The problem with a “public option” for a consolidated Health Care program is not rationing (the government never rations anything). The problem is competition. The public option in the bill before the house would pay for most medical procedures (even if they are rationed) at public expense, much like Medicare and Medicaid do now. Most insurance companies could not compete with the “bottomless pit” of the government’s wallet. That would leave only Walmart-sized regional centers like the Mayo Clinic as private options, forcing most Americans in rural areas to depend on the government public option. The Progressive Caucus, led by Southern Arizona’s own Raul Grijalva, has forced the public option on Congress as a form of Trojan Horse that will lead to “single payer” healthcare (ie. government run, see Barney Frank’s comments on Youtube)This is what has people who recognize what it means in an uproar. Eventually, the majority of health care in this country will be in the hands of the government if there is a public option. In Europe this is called “Socialized Medicine.”
Why is Socialized Medicine a problem? Costs. When has the government ever run a program with any kind of efficiency? (Check out Medicare, Medicaid, the Obama stimulus package, Cash for Klunkers, etc.). The Congressional Budget Office estimates the cost of the proposed HR3200 plan at $10 trillion over the next ten years IF the majority of health care remains in the private sector. The estimates beyond ten years are astronomical. Furthermore, these estimates do not include the ballooning costs that go with every government program. The public option is simply a bad idea, rationing aside.
Why isn’t District 7’s Raul Grijalva coming to Yuma this month to hear our voices on the proposed plan? Because he doesn’t need to hear our opinions. Our opinions do not matter to him on this issue. As the leader of the Progressive Caucus, his only concern is ‘getting to’ a single payer system, no matter what the cost to taxpayers. Government-funded healthcare is “progressive” and that is all that matters.

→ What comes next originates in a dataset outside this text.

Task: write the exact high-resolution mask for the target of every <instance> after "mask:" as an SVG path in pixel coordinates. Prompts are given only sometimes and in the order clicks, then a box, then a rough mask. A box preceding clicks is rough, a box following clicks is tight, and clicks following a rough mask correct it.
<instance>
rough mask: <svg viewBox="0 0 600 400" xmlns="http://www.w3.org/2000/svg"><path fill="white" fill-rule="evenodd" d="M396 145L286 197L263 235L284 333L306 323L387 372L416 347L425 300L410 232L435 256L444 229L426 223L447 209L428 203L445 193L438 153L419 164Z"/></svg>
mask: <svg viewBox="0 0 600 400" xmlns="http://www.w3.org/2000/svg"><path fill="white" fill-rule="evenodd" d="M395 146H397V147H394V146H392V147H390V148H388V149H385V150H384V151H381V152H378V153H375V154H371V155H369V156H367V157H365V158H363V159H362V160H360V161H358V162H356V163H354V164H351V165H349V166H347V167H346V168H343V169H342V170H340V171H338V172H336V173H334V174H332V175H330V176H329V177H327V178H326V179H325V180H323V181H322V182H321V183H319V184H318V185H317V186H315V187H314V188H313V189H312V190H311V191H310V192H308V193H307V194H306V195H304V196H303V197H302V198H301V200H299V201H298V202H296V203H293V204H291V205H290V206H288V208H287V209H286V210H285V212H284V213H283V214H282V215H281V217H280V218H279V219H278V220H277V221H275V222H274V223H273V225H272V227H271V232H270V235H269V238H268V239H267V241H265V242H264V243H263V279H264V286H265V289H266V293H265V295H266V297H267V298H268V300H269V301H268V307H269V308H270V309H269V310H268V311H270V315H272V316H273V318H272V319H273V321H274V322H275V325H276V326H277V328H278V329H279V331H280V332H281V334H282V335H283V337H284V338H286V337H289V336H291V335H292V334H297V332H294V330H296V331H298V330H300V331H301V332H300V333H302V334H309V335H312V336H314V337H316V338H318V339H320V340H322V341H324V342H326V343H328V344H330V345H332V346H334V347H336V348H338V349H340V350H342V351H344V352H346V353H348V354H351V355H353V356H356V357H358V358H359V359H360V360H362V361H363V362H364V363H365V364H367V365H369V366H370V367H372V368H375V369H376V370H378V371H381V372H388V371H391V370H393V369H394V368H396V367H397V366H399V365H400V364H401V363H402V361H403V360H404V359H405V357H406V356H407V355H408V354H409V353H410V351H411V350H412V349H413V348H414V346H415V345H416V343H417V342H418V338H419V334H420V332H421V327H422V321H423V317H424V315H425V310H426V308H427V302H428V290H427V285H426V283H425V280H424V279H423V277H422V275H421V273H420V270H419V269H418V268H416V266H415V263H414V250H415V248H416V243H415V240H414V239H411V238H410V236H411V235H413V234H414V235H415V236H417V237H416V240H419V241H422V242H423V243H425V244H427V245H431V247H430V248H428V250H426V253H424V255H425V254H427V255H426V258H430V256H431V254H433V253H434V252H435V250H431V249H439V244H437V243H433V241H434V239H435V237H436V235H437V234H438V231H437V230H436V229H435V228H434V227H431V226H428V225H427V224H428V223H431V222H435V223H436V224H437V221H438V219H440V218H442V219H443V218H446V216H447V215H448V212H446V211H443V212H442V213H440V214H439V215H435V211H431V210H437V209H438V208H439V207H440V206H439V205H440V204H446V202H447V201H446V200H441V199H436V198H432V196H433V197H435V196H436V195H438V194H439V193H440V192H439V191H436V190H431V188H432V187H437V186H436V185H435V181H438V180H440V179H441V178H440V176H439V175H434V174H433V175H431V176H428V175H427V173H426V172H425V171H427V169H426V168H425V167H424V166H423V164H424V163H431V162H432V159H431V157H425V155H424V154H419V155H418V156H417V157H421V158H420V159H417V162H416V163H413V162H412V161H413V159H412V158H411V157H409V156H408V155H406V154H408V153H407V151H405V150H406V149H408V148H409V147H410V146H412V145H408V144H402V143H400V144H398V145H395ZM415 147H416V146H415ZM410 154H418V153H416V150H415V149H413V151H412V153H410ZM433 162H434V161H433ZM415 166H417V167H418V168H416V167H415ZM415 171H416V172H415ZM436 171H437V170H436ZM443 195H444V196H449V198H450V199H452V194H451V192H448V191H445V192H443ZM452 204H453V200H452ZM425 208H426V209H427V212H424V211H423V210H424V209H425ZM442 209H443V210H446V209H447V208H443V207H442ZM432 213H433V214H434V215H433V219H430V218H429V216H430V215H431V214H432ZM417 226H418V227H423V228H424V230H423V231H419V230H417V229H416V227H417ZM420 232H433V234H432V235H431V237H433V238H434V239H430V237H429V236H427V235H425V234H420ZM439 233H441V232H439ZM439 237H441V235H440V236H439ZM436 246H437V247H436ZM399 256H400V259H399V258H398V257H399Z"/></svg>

The problem for the Progressives’ plan for healthcare is that there are better researched, more cost effective programs out there, notable, those proposed by the Heritage Foundation. Rather than involving the government as payer, they emphasize competition and standardization, leading to reduced cost, not more and more choices, not fewer by putting responsibility in the hands of Americans and not Progressives in Washington. They would strengthen our health care system, keep the choices you have, and avoid the problems already encountered with Medicare and Medicaid. Rationing would be your choice, not the governments.